Yesterday, Air India chief executive Rohit Nandan announced that Air India would be withdrawing one of its two daily Delhi-London-Heathrow flights from February 2012 and auctioning off the slots. Currently, Air India competes on the sector with Kingfisher, British Airways, Virgin Atlantic, and Jet Airways; all of whom offer more consistent products and command higher fares than Air India.
The Delhi-London market is over-supplied and hyper-competitive; so this capacity cut actually is a very sensible move. In fact, Bangalore Aviation has learned that revenues generated on the Amritsar-Delhi-London segment (AI 115) do not even cover the cost of fuel for the flight (performed on Boeing 777s). While most of Air India’s flights are unprofitable, AI 115 reaches a special level of incompetence because the revenue it receives cannot cover 60% of the cost of the flight!

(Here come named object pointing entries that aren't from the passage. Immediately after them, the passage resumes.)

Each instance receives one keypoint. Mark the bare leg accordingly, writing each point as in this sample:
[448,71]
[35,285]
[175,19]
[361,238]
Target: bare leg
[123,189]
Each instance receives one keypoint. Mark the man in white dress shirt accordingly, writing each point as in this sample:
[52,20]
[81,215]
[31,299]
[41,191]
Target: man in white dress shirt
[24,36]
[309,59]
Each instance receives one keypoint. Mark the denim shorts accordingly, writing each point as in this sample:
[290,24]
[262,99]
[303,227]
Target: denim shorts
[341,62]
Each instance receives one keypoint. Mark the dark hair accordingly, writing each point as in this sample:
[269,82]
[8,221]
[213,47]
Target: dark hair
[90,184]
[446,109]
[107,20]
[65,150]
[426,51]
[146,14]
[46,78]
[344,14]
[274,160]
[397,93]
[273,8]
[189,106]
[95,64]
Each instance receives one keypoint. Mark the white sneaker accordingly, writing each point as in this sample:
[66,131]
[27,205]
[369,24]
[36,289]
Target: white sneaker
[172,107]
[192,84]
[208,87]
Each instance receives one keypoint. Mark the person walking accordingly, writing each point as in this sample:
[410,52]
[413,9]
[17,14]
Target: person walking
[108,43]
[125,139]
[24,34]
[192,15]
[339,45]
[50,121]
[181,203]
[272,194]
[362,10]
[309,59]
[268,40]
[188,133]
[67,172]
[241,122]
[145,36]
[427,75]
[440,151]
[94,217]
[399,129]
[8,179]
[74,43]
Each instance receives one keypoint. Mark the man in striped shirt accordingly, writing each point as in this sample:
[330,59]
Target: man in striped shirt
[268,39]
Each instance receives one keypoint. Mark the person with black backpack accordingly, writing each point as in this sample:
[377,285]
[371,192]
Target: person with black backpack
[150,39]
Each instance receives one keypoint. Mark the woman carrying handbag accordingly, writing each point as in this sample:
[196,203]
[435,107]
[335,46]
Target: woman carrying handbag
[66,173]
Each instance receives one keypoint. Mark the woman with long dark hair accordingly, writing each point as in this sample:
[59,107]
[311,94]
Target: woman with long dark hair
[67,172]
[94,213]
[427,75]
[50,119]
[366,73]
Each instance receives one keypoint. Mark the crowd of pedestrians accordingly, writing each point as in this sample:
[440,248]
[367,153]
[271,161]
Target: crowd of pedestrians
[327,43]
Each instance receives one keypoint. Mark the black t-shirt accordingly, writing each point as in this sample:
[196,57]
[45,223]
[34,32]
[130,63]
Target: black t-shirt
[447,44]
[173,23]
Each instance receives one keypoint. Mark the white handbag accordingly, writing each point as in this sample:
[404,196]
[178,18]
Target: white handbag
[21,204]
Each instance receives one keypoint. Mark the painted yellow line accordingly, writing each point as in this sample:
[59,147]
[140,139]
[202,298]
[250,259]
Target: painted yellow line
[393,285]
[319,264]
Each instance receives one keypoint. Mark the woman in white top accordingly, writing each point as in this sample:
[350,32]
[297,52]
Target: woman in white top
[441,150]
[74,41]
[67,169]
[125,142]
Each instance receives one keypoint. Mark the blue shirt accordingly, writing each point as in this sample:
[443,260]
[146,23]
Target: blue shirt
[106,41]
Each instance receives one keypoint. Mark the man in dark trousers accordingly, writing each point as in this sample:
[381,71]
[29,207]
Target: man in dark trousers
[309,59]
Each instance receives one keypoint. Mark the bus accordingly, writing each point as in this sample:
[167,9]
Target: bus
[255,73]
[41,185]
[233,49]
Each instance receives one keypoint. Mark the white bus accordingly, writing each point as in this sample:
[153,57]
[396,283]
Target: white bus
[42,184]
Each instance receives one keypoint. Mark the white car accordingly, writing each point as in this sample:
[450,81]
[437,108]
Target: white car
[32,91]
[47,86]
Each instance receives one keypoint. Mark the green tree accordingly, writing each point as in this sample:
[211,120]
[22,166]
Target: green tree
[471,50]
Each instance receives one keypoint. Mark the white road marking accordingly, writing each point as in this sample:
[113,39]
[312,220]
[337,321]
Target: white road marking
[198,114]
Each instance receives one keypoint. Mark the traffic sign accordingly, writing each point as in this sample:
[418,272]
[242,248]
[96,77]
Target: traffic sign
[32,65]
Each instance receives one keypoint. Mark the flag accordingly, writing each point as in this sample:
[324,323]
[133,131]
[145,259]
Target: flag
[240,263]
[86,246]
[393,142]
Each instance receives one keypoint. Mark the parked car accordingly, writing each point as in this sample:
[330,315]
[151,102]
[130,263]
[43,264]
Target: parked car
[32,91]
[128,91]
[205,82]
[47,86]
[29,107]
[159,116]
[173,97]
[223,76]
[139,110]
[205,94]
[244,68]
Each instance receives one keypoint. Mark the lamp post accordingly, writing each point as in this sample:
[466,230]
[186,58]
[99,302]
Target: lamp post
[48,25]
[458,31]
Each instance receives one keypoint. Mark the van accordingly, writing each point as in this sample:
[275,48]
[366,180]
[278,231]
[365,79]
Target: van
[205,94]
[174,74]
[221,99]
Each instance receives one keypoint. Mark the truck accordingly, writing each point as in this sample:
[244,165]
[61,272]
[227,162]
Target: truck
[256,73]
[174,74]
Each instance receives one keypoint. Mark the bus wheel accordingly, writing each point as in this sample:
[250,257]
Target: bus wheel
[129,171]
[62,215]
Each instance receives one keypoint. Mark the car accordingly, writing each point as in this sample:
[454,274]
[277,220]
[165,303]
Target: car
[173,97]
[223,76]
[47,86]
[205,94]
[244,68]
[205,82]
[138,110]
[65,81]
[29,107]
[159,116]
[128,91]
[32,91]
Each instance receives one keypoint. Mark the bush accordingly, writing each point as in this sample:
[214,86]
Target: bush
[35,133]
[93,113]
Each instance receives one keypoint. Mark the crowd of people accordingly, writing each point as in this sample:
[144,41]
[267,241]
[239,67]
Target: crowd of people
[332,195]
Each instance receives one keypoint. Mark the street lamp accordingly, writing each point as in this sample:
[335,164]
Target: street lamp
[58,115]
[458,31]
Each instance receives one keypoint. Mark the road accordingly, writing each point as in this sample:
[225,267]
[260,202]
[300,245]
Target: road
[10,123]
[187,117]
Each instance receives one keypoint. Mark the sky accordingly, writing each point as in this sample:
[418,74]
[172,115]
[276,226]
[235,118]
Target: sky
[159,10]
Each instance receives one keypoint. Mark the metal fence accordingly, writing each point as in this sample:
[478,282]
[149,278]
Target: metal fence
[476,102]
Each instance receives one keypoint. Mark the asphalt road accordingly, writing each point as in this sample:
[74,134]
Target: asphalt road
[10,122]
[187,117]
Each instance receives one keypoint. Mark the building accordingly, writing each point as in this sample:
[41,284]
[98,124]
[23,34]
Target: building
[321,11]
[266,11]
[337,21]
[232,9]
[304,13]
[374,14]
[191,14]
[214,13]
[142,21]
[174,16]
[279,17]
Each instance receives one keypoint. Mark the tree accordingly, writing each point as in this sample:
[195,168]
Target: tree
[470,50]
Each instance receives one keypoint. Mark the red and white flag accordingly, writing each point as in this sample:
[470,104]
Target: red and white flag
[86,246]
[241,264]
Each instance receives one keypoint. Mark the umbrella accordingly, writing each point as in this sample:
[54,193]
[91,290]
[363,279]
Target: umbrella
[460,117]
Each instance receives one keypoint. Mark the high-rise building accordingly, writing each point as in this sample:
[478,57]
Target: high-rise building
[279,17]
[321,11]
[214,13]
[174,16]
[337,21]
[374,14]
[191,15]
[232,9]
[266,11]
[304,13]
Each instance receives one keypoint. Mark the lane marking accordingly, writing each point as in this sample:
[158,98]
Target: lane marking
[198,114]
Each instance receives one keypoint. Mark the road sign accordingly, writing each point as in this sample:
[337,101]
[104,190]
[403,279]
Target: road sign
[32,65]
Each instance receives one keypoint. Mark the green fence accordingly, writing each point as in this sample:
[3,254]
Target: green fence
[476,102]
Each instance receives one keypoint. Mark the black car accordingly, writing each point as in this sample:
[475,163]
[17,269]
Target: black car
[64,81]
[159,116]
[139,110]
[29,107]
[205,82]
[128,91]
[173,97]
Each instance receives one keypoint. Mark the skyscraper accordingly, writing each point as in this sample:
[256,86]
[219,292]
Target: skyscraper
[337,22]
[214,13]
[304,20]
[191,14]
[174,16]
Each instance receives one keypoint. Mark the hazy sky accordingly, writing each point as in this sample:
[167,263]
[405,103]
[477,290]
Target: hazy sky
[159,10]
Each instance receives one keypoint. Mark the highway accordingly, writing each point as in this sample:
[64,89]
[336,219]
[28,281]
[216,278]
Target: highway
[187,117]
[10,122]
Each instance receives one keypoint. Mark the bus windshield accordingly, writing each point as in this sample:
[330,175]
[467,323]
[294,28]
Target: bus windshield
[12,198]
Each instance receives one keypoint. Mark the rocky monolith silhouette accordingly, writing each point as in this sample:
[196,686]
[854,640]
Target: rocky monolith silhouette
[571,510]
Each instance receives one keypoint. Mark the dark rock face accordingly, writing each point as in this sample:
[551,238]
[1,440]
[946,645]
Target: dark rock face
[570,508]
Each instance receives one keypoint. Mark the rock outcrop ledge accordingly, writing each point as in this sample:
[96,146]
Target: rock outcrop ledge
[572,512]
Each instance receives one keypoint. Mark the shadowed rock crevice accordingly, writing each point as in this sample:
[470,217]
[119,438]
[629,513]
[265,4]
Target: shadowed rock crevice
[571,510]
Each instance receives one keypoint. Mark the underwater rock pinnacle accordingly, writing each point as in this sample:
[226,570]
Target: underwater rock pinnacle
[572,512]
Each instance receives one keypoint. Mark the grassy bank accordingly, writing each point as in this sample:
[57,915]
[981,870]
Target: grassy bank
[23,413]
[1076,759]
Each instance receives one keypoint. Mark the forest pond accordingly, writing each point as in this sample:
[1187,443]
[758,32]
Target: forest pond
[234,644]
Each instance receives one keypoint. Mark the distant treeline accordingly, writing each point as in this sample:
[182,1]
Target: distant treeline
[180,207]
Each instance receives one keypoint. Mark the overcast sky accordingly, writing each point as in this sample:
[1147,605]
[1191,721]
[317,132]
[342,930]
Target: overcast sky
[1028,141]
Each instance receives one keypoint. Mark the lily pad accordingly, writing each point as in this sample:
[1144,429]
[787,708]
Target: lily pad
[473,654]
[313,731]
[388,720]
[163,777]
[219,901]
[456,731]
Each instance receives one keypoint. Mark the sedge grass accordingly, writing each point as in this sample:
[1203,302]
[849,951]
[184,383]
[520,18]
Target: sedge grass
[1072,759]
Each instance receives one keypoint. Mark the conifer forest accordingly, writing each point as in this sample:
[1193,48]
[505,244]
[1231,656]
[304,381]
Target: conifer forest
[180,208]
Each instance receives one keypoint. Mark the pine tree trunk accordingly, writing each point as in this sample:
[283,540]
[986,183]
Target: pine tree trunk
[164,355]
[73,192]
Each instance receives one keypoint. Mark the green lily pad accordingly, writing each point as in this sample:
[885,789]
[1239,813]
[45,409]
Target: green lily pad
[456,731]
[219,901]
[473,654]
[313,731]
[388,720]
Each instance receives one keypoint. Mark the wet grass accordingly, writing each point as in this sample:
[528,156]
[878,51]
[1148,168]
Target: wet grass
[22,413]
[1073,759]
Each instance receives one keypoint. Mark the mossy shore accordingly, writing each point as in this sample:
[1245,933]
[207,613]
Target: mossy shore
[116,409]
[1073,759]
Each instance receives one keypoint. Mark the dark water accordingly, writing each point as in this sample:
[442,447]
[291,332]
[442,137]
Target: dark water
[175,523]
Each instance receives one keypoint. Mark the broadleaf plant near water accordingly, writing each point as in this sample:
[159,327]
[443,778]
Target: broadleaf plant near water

Furthermore, Air India’s well timed Heathrow slot is a highly coveted asset amongst world carriers. Numerous airlines such as Air China, Vietnam Airlines, and Korean Air have been forced to shift their London expansions to the less convenient Gatwick Airport. These companies would likely pay princely sums for Air India’s peak-hour slot; similar slots have sold for as much as US $58 million (Rs. 303.5 crore). Thus Air India’s slot auction would serve two purposes; raise at least Rs. 100 crore for a cash-strapped airline, and terminate a highly unprofitable route; one of the few solid business moves Air India has performed in the last year.